Trent over at the Simple Dollar is suggesting ten simple things to do to increase your confidence in public situations. They range from learning to hold your posture up to asking questions -- good stuff! (Although I personally would find it extremely freaky if someone whipped out a flask, took a swig and gargled it around. Well, I'm just saying. Stephen King used to guzzle mouthwash instead when his wife noticed too many liquor bottles.)
I often have to meet strangers in my work, and the first meeting can be uncertain. Here are some tricks I use for bolstering my public persona:
*Wear something distinctive. Handmade jewelry, a cashmere sweater, whatever. In my case, it's often my handmade cowboy boots. They're dressy, beautiful, and I can stand twelve hours or so in them without hurting. This item may end up becoming your signature piece.
*Be the first to step forward and reach your hand out. This signals that you're open (and unafraid -- very important).

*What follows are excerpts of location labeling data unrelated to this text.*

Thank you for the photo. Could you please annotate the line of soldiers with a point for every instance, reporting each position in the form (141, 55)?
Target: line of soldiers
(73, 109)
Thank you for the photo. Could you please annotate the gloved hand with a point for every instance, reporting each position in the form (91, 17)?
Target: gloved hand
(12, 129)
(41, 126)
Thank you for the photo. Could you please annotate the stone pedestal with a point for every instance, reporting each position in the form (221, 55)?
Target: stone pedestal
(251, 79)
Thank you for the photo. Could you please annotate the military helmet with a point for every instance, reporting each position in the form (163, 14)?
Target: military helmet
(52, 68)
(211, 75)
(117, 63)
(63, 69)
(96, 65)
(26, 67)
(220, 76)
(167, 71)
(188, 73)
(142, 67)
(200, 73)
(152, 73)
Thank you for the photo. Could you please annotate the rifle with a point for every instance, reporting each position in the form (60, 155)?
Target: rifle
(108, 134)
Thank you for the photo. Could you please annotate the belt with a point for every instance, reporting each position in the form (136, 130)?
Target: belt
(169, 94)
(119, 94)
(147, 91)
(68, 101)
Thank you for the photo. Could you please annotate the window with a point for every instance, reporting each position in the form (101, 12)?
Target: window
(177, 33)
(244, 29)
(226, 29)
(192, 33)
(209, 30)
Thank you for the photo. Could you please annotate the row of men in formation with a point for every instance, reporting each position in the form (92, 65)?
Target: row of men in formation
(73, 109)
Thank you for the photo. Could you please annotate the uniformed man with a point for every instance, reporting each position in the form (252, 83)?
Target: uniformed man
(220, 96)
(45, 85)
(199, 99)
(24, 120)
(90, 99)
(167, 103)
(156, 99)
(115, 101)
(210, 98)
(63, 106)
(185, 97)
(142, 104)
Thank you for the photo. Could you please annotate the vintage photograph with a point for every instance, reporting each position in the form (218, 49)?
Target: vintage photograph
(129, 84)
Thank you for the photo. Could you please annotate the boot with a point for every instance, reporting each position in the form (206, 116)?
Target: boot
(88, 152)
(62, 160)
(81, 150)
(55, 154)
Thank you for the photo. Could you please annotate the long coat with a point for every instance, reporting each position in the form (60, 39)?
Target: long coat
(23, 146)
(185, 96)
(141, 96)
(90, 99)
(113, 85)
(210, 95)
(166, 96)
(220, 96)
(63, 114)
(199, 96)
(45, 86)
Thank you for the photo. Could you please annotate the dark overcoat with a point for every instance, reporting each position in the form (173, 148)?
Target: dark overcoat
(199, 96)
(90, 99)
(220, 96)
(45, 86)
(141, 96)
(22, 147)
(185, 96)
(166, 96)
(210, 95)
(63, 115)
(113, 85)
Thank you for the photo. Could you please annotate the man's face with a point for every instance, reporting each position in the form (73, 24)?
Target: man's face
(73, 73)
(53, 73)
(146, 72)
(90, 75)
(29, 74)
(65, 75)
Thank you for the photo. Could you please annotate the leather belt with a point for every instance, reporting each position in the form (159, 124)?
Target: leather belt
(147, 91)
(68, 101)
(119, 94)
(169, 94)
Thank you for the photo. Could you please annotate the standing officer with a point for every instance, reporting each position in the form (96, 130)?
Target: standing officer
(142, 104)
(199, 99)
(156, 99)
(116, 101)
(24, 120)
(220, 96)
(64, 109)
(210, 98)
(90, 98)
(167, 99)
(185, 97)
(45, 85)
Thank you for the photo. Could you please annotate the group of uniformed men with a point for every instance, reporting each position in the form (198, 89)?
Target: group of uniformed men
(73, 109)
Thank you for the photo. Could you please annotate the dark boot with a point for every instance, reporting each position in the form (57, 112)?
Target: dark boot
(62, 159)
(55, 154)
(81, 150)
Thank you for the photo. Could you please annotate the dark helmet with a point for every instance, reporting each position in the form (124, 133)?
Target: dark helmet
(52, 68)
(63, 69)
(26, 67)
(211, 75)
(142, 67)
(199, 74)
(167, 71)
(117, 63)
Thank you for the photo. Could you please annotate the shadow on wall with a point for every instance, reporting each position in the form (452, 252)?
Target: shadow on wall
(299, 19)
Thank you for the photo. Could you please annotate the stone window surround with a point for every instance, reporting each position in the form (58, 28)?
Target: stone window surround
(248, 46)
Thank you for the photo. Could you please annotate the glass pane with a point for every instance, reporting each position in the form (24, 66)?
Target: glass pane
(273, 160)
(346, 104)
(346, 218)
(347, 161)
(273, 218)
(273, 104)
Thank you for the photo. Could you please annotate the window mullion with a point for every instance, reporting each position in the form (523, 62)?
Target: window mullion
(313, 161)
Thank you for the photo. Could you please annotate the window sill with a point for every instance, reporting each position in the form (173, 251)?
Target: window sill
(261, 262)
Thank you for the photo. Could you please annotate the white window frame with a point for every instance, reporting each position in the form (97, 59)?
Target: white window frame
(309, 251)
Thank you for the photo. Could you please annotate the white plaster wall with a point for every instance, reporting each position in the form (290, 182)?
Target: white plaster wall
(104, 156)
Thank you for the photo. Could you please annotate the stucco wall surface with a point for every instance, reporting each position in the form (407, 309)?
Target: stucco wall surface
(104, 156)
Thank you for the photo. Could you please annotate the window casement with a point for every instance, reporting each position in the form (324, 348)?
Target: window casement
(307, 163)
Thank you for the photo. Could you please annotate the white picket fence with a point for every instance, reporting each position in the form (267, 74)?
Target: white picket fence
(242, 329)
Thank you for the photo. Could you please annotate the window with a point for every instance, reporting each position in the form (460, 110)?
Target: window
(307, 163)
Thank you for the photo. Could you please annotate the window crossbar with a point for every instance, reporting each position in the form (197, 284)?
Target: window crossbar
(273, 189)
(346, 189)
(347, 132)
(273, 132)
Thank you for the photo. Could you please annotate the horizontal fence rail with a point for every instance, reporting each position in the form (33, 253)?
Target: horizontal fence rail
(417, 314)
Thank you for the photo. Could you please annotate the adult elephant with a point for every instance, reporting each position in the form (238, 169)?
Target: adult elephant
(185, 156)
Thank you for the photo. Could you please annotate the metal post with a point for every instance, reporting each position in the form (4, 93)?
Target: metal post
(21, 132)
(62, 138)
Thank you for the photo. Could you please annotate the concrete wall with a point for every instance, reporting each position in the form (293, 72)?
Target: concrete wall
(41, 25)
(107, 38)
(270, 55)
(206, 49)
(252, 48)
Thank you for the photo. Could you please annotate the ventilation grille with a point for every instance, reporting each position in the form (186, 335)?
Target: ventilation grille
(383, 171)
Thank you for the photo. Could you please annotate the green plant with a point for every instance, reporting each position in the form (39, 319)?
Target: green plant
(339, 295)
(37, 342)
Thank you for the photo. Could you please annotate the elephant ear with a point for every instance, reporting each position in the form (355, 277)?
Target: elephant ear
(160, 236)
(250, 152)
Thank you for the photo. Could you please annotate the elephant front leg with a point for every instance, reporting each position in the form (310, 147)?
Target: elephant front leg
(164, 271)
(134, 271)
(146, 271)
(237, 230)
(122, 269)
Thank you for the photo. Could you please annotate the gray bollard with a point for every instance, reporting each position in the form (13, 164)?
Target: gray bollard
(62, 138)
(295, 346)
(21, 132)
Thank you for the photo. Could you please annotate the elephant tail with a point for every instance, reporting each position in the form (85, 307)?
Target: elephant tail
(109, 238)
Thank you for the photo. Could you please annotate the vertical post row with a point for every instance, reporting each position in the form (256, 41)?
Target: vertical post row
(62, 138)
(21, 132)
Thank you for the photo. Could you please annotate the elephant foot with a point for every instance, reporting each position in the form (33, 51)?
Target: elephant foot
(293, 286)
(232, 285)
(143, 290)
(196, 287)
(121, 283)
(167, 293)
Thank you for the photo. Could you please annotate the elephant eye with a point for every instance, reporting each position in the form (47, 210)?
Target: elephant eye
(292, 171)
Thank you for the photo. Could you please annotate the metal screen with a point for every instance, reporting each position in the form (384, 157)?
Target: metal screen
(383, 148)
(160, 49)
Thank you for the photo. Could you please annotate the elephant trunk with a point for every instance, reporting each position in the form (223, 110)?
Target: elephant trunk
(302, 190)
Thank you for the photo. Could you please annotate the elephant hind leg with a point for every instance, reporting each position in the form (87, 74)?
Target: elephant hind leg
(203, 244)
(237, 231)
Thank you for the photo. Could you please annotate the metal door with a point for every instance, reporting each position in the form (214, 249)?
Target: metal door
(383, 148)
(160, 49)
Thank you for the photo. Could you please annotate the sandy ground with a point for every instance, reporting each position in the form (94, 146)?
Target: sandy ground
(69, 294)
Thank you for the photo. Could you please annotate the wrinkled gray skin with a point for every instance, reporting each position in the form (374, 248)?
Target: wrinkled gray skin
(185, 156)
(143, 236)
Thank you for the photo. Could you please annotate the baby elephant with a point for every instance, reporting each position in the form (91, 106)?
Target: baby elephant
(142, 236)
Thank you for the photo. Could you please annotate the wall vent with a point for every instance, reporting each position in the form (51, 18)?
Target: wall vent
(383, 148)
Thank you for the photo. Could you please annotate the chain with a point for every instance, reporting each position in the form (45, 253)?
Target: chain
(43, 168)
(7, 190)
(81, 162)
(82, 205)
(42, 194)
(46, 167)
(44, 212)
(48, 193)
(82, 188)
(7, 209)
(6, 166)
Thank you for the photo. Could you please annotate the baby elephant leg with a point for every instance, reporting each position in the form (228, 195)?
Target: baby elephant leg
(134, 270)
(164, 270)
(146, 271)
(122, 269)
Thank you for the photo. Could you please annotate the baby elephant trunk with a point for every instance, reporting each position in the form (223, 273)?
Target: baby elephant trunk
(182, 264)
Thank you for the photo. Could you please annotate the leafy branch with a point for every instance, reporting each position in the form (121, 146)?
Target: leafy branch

*If you've forgotten the person's name that you're meeting, take a friend with-- and introduce them. The person will then automatically mention their own name! (Write it down and/or memorize it this time!)
*If you see a pretty dress, smile, jewelry, whatever on a stranger...compliment it. It will make them feel good -- and won't hurt you a bit. (You'll be surprised, too, how often you bump into this person in the future.)
*Smile....after you're sure your teeth are clean. I wore braces for years as a kid...and am very grateful I did. (Crooked teeth run in the family.) Teeth whiteners are good, to a point. (You don't want to look fake.) Keep gum handy; a travel toothbrush is helpful, too. If I don't have a toothbrush handy, I take a piece of paper in the bathroom, and carefully rub across my teeth, just in case.
*Don't make a huge fuss about what you do -- but do mention it, and do keep business cards handy. Trent suggests saying your name, and letting the rest develop. A great idea.
*Pay attention to what's going on. Who's the person off to the side, who is quietly observing you with bright, intelligent eyes? (The biggest mouth in the group is not necessarily the most interesting person. Nor are they usually the leader.) How are these people interacting with each other? With you? (This is especially interesting when you first arrive -- and they don't know who you are yet.)
And finally --
*Ask questions AND LISTEN TO THE ANSWERS. Your new acquaintances would love to tell you more about themselves and their world! You'll not only have a better idea of your new environment, but you'll get the insider's scoop on great places to eat and visit...great bargains...interesting people and events.
Best of all, you may make some new friends.